The second of five scheduled listening sessions to hear what Jefferson City residents have to say about crime issues and relations with police was not heavily attended. However, organizers of the events said they are building a foundation for the future, and Jefferson City Police Department Capt. Eric Wilde talked about the planned addition of bicycle police to the department.
Wilde said Monday night that "we are bringing back a bicycle patrol unit" to provide more of a presence in the community and to get officers talking with the public more.
Wilde said 10 officers have been identified as candidates to go through bicycle police training, and the hope is to have them on the streets this summer.
He added that the bicycle police officers would not serve full-time in the specialty assignment, but as staffing levels allow.
Wilde attended the second of five community listening sessions organized by the Central Missouri Chapter of Empower Missouri. Monday night's session at the Capital Mall Community Room was for residents of Ward 3.
There were four people present besides Wilde, moderator the Rev. Charles Jackson and organizer Deirdre "DK" Hirner, who was at the sign-in table and had surveys to hand out.
Jackson is a former Missouri Department of Public Safety Director, and Hirner worked in the administrations of two former Missouri governors and ran for Cole County prosecutor last November.
"We want as many (people) as possible out here," Jackson said, though he also said of the listening session's turnout that "when things are going good, people tend not to show up."
Jackson said more listening sessions are planned for the fall, to see if any new issues arise over the summer.
"We're building," Hirner said, adding that "we're just seeing how it would go." She said she would personally be ecstatic if 10 people were at one of the scheduled listening sessions.
Darryl Engelhardt, who lives in Ward 3, said during the session that he was very pleased with the police response to issues his neighborhood had last year with gunshots, after the police were made aware of the concerns.
Wilde said the department would continue to focus on areas where complaints are received from, and one of the best ways for residents to get involved is through neighborhood watch programs.
He said neighborhood watch programs should not be thought of as spying on neighbors with binoculars, rather "so everybody on the block knows each other" and trusts one another, thereby making it more difficult for a criminal element to settle into the neighborhood.

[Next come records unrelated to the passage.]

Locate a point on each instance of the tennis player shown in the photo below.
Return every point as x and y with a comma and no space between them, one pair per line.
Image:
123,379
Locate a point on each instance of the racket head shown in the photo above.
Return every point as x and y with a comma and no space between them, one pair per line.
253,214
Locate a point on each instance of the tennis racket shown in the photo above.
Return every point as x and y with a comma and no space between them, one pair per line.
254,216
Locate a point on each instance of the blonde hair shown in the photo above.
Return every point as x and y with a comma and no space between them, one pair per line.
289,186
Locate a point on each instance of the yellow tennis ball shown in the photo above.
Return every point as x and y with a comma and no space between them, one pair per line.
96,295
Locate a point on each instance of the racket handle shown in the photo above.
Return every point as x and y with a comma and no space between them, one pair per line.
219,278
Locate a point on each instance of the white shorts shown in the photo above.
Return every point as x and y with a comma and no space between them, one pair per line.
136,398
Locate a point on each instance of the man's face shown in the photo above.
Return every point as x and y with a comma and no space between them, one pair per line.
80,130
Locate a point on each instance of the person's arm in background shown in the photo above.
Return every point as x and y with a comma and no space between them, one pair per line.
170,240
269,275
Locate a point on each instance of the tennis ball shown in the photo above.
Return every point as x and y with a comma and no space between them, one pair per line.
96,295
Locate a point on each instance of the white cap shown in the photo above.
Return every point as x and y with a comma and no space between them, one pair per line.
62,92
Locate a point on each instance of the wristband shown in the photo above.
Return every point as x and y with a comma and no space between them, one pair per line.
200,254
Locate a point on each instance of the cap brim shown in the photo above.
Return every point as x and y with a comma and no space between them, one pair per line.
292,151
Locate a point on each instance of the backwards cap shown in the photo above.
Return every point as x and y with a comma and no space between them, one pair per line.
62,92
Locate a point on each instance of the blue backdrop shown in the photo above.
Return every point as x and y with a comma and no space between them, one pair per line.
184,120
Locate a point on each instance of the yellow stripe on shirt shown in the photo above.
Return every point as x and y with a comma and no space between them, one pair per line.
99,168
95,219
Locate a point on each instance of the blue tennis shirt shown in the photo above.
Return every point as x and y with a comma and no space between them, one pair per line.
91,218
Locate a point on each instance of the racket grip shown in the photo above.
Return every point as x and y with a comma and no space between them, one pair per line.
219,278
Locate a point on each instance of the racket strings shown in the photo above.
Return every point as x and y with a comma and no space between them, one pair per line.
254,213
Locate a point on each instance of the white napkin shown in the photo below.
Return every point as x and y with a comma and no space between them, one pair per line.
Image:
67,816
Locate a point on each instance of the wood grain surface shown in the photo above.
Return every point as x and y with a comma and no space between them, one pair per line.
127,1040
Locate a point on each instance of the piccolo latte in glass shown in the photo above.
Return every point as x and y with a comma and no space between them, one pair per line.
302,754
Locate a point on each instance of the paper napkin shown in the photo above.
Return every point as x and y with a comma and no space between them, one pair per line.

When asked if gang activity is a growing challenge in Jefferson City, Wilde said the biggest change he's seen is "how transient we've become," not just in Jefferson City, but as a society.
He didn't think gang activity has changed all that much, but "it's hard to say anymore that Jeff City's got Jeff City problems" — that is, "It's not a local issue anymore. It's a regional issue," as people come and go from one community to another.
Wilde said a neighborhood watch doesn't need to be a huge commitment, but can have a family-atmosphere, and really just needs at least one person who can serve as a chair and be a point of contact and information outlet with police.
Wilde hoped the listening sessions would generate interest for JCPD's citizens police academy for residents to help be shown what goes on in the department.
The remaining sessions are scheduled as follows:
Ward 2 — 7 p.m. today (Tuesday), Dorothy Pack Community Center, 1306 Edmonds St.
Ward 1 — 6:30 p.m. Wednesday, Prison Brews Side Room, 305 Ash St.
Ward 4 — 1 p.m., Saturday, March 30, Capital Mall Community Room, 3600 Country Club Drive.
The first session, for residents of Ward 5, was held last week at The Linc.
Hirner said the outcome of each meeting will be posted at empowermissouri.org, so information can be followed-up on and shared.